1976 photograph of two nurses standing in front of Kinshasa case #3 (Nurse Mayinga) who was treated and later died in Ngaliema Hospital, in Kinshasa, ZaïreSymptoms are varied and often appear suddenly. Initial symptoms include: high fever (at least 38.8°C/101°F), severe headache, muscle, joint, or abdominal pain, severe weakness and exhaustion, sore throat, nausea, and dizziness. Before an outbreak is suspected, these early symptoms are easily mistaken for malaria, typhoid fever, dysentery, influenza, or various bacterial infections, which are all far more common.

Ebola goes on to cause diarrhea, dark or bloody stool, vomiting blood, red eyes from swollen blood vessels, red spots on the skin from subcutaneous bleeding, maculopapular rash, purpura, and bleeding internally and externally from any orifice, including from the nose, mouth, rectum, genitals or needle puncture sites.
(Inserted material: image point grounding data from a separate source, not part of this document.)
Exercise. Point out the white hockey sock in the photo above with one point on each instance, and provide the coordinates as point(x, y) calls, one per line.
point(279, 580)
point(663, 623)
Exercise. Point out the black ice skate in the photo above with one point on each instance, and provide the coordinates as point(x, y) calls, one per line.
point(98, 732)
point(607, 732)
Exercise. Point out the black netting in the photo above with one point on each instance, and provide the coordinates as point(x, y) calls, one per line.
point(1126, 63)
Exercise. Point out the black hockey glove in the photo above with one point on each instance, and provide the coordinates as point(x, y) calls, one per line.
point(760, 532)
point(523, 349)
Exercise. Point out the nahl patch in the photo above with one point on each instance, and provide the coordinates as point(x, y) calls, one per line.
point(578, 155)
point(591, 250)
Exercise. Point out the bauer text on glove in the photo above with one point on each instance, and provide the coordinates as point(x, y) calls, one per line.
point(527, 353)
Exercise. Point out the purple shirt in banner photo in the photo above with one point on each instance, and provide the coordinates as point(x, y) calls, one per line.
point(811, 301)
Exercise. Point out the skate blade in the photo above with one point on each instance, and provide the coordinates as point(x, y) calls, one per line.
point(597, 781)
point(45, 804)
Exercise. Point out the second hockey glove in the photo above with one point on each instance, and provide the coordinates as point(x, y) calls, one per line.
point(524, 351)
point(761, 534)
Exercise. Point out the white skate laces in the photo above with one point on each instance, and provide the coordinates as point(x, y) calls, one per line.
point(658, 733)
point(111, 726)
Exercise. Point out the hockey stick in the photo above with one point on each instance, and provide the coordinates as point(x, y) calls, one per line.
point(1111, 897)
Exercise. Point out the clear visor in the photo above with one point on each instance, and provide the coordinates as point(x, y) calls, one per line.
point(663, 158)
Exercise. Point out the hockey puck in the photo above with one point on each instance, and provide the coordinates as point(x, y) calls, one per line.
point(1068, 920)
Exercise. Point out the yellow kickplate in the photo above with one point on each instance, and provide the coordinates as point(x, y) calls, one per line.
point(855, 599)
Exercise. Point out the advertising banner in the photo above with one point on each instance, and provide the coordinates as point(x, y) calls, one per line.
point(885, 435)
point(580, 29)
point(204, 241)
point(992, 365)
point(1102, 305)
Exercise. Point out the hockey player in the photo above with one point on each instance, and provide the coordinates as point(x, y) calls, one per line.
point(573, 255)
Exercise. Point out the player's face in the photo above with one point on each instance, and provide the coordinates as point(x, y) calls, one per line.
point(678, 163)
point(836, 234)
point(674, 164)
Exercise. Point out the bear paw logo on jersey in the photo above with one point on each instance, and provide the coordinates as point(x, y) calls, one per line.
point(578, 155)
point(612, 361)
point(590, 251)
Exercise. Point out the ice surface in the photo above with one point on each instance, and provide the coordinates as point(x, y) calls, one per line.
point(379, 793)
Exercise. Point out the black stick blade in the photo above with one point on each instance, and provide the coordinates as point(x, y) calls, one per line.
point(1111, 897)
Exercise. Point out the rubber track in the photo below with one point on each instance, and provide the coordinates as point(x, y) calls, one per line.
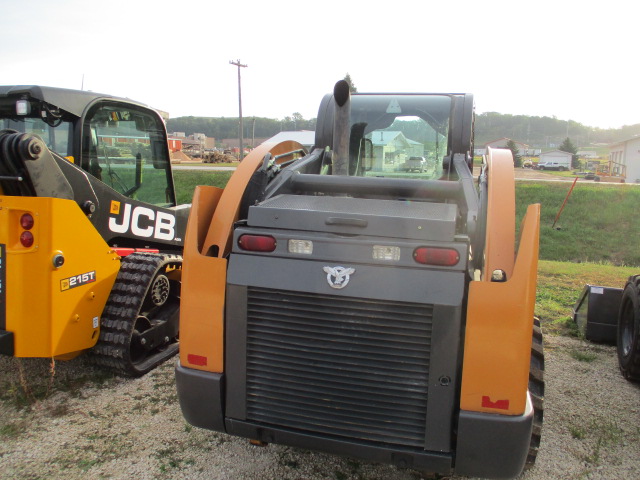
point(122, 308)
point(536, 389)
Other secondary symptoms include hypotension (less than 90mm Hg), hypovolemia, tachycardia, severe organ damage (especially the kidneys, spleen, and liver) as a result of disseminated systemic necrosis, and proteinuria. The span of time from onset of symptoms to death (usually due to hypovolemic shock and/or multiple organ failure) is usually between 7 and 14 days. By the second week of infection, patients will either defervesce (the fever will lessen) or undergo systemic multiorgan failure.


- Transmission
Among humans, the virus is transmitted by direct contact with infected body fluids, or to a lesser extent, skin or mucus membrane contact. The incubation period can be anywhere from 2 to 21 days, but is generally between 5 and 10 days.

Although airborne transmission between monkeys has been demonstrated in a laboratory, there is very limited evidence for human-to-human airborne transmission in any reported epidemics. Nurse Mayinga might represent the only possible case. The means by which she contracted the virus remain uncertain.
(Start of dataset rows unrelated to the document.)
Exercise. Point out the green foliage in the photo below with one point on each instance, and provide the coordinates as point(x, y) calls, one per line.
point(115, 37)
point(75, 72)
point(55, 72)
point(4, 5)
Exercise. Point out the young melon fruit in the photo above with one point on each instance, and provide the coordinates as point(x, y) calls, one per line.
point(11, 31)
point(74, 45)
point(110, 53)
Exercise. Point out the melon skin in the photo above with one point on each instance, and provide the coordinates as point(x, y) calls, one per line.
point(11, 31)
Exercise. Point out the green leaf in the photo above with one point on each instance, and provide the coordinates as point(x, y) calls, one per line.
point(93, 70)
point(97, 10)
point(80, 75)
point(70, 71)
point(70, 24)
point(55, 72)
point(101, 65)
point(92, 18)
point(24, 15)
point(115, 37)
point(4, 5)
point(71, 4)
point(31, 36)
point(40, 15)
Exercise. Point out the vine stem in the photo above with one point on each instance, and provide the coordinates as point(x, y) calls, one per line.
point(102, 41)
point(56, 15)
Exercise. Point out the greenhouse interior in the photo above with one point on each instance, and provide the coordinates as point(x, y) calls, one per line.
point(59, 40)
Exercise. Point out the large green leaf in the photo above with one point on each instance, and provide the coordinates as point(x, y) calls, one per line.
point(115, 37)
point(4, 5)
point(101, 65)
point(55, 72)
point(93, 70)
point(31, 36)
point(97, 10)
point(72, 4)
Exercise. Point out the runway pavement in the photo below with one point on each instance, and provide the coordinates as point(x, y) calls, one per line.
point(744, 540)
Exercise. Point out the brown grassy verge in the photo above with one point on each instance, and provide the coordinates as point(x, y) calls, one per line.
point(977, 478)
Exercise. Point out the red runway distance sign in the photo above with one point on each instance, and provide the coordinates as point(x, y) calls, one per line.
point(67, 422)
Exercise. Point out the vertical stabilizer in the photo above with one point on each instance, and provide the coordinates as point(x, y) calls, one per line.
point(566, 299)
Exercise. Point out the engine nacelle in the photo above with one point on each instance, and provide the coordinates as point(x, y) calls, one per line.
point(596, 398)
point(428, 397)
So far all epidemics of Ebola have occurred in sub-optimal hospital conditions, where practices of basic hygiene and sanitation are often either luxuries or unknown to caretakers and where disposable needles and autoclaves are unavailable or too expensive. In modern hospitals with disposable needles and knowledge of basic hygiene and barrier nursing techniques, Ebola rarely spreads on such a large scale.
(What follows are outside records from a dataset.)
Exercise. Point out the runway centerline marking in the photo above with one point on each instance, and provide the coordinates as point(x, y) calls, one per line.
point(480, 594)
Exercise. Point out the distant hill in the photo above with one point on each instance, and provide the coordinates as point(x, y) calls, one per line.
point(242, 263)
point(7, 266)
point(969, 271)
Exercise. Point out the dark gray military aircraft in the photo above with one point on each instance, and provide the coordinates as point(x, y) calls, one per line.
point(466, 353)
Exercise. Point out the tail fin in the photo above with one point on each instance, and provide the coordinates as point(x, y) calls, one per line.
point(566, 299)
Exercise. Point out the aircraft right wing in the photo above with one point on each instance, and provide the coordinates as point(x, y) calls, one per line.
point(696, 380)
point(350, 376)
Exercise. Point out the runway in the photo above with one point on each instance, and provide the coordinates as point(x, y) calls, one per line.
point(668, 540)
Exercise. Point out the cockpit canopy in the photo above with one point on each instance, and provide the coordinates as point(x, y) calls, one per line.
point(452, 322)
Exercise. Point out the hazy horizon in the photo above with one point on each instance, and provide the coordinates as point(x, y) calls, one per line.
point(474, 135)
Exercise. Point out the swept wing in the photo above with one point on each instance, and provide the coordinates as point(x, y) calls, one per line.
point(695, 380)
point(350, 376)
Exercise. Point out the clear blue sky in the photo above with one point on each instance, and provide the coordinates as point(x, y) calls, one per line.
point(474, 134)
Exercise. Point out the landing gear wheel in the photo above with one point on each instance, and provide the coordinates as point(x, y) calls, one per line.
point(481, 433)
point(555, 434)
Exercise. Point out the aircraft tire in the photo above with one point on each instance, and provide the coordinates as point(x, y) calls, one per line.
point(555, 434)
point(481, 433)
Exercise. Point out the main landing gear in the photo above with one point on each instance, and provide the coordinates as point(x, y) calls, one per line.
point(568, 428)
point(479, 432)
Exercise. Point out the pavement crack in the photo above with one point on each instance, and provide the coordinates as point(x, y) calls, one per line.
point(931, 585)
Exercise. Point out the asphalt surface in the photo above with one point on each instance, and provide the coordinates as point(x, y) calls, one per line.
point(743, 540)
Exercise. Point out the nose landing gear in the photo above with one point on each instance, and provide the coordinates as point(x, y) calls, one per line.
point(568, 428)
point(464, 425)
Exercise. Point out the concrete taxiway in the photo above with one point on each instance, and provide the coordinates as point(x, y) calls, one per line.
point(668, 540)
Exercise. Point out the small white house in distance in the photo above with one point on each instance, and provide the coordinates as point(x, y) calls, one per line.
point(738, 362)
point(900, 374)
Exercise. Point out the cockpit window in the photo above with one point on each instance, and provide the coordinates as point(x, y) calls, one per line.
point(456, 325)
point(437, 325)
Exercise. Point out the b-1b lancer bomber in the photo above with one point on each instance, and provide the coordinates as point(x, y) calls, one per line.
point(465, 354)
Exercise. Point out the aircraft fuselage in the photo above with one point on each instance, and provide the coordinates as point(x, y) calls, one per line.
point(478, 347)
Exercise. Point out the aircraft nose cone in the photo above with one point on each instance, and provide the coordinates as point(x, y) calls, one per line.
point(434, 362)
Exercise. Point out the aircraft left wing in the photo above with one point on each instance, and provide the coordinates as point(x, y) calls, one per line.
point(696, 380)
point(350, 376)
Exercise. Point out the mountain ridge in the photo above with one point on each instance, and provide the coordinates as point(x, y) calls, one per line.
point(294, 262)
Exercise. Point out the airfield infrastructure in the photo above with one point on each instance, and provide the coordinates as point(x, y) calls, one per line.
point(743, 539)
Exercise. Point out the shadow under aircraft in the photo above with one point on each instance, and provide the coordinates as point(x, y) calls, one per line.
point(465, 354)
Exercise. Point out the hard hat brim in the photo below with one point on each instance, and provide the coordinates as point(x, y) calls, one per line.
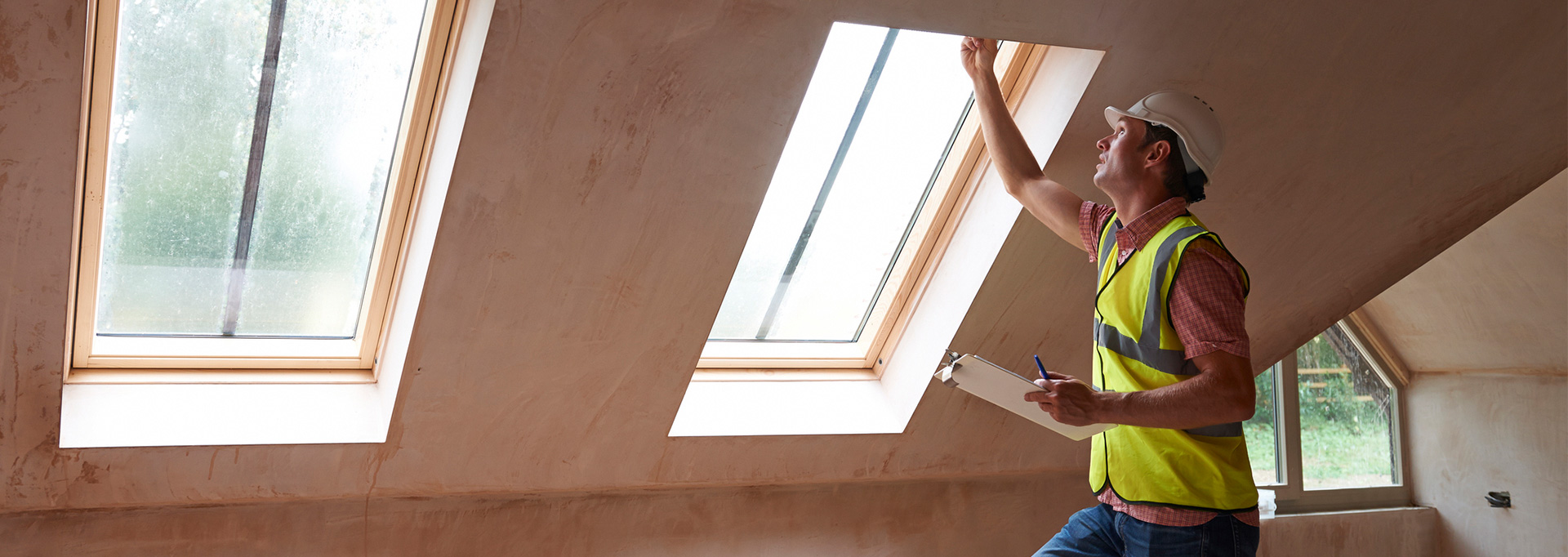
point(1112, 115)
In the early stages, Ebola may not be highly contagious. Contact with someone in early stages may not even transmit the disease. As the illness progresses, bodily fluids from diarrhea, vomiting, and bleeding represent an extreme biohazard. Due to lack of proper equipment and hygienic practices, large scale epidemics occur mostly in poor, isolated areas without modern hospitals and/or well-educated medical staff. Many areas where the infectious reservoir exists have just these characteristics. In such environments all that can be done is to immediately cease all needle sharing or use without adequate sterilization procedures, to isolate patients, and to observe strict barrier nursing procedures with the use of a medical rated disposable face mask, gloves, goggles, and a gown at all times. This should be strictly enforced for all medical personnel and visitors.


- Treatments
Treatment is primarily supportive and includes minimizing invasive procedures, balancing electrolytes, replacing lost coagulation factors to help stop bleeding, maintaining oxygen and blood levels, and treating any complicating infections. Despite some initial anecdotal evidence, blood serum from Ebola survivors has been shown to be ineffective in treating the virus. Interferon is also thought to be ineffective. In monkeys, administration of an inhibitor of coagulation (rNAPc2) has shown some benefit, protecting 33% of infected animals from a usually 100% (for monkeys) lethal infection. In early 2006, scientists at USAMRIID announced a 75% recovery rate after infecting four rhesus monkeys with Ebola virus and administering antisense drugs.[10]


- Vaccines
Vaccines have been produced for both Ebola and Marburg that were 100% effective in protecting a group of monkeys from the disease.[11] These vaccines are based on either a recombinant Vesicular stomatitis virus or a recombinant Adenovirus[12] carrying the Ebola spikeprotein on its surface. Early human vaccine efforts, like the one at NIAID in 2003, have so far not reported any successes.[13]